Millennials are facing significant affordability challenges, but they definitely haven’t given up the dream of home ownership. HSBC’s annual “Beyond the Bricks” survey shows that 34% of Canadian millennials own their own home, and 83% intend to buy within the next five years, although slow salary growth and increasing home prices will make that goal extremely challenging for most.
The main barrier to buying a home: not enough money saved for a down payment.
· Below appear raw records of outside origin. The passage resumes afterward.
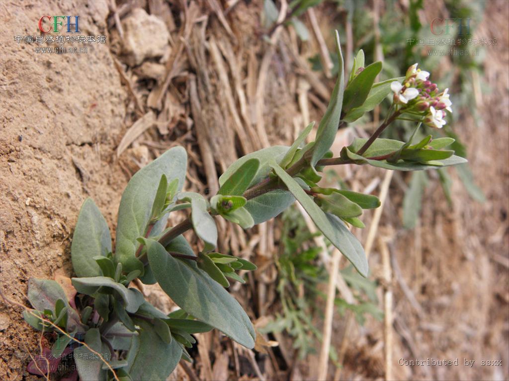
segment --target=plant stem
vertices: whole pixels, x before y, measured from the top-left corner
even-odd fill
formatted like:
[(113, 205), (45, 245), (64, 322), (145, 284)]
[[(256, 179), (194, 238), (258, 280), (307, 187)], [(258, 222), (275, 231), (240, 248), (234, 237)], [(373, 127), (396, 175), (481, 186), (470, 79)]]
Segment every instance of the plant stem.
[(114, 311), (108, 319), (108, 321), (104, 323), (99, 328), (99, 332), (101, 335), (106, 335), (117, 321), (119, 321), (119, 317), (117, 313)]
[(367, 141), (364, 143), (364, 145), (361, 147), (360, 149), (355, 153), (360, 156), (362, 156), (362, 154), (366, 152), (367, 149), (369, 148), (371, 144), (373, 143), (373, 142), (375, 141), (377, 138), (380, 135), (380, 134), (383, 132), (383, 130), (385, 129), (387, 126), (394, 122), (395, 119), (400, 115), (400, 113), (401, 112), (397, 110), (394, 112), (394, 113), (389, 117), (388, 119), (384, 121), (384, 122), (380, 125), (380, 126), (377, 129), (377, 130), (375, 131), (375, 132), (373, 133), (373, 134), (370, 137), (370, 138), (367, 139)]
[(163, 246), (167, 246), (173, 240), (185, 231), (187, 231), (192, 227), (191, 219), (187, 217), (180, 223), (172, 228), (159, 240), (159, 243)]
[[(155, 225), (155, 222), (151, 222), (149, 224), (149, 227), (147, 229), (147, 232), (145, 233), (145, 238), (147, 238), (150, 235), (150, 232), (152, 231), (152, 228), (154, 227), (154, 225)], [(138, 248), (138, 250), (136, 251), (136, 254), (135, 254), (136, 258), (139, 256), (139, 253), (142, 252), (142, 249), (143, 248), (143, 245), (140, 244), (139, 247)]]
[(191, 260), (198, 260), (198, 257), (194, 256), (194, 255), (186, 255), (185, 254), (180, 254), (180, 253), (176, 253), (173, 251), (168, 251), (168, 254), (175, 258), (182, 258), (183, 259), (190, 259)]

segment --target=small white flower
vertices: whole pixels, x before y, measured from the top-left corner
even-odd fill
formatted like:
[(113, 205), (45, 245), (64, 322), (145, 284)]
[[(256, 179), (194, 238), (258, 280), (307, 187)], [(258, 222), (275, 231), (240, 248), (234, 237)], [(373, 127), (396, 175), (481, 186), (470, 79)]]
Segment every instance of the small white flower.
[(430, 73), (427, 71), (419, 69), (417, 71), (417, 76), (415, 77), (417, 80), (427, 81), (430, 77)]
[(445, 109), (449, 112), (452, 112), (453, 109), (450, 108), (450, 106), (453, 104), (453, 102), (449, 99), (449, 94), (447, 94), (448, 92), (448, 89), (446, 89), (444, 90), (444, 92), (442, 95), (440, 96), (440, 99), (438, 100), (438, 102), (445, 105)]
[(433, 106), (430, 107), (431, 111), (431, 122), (437, 128), (442, 128), (447, 122), (443, 120), (443, 113), (441, 110), (436, 110)]
[[(419, 91), (414, 87), (407, 87), (397, 81), (391, 82), (390, 90), (397, 97), (398, 101), (406, 104), (419, 95)], [(402, 93), (402, 90), (403, 92)]]
[(406, 77), (407, 79), (414, 74), (417, 74), (417, 64), (414, 64), (413, 65), (408, 68), (408, 70), (407, 70), (406, 73)]
[[(405, 97), (407, 101), (411, 101), (419, 95), (419, 91), (415, 87), (407, 87), (407, 89), (403, 92), (402, 97)], [(405, 103), (406, 102), (405, 102)]]

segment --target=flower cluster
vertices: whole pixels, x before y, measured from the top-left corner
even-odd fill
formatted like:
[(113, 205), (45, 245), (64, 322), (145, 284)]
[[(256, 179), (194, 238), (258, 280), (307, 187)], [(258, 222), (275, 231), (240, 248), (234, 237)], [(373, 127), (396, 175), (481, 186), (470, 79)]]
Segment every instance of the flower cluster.
[(417, 66), (415, 64), (408, 68), (403, 84), (397, 81), (390, 84), (394, 103), (403, 106), (407, 111), (425, 112), (425, 124), (441, 128), (446, 123), (444, 110), (453, 112), (449, 89), (441, 92), (436, 83), (428, 80), (430, 73), (417, 69)]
According to the non-profit housing advocacy organization Generation Squeeze, millennials take an average of 13 years to save the 20% down payment on a median-priced home, while their parents needed just around five years to do so in 1976.
The HSBC survey showed that many millennials are willing to make sacrifices to own a home, including:
- Spending less on leisure activities
- Buying a smaller-than-ideal house
- Buying in a less preferred location
- Delaying children
- Renting out space in their home, such as a basement apartment
- Buying jointly with friends or family members
Financial help from parents was a factor for 37% of millenials who purchased a home, and 21% moved back home to save for a down payment.
Of those Millennials who bought a home within the past 2 years, 42% overspent their budget, mainly due to renovation and furniture costs.
In some ways, home is even more important to millennials than it was to their parents’ generation: 50% of millennials work from home, and 29% would like to, as compared to 33% and 16%, respectively, for baby boomers.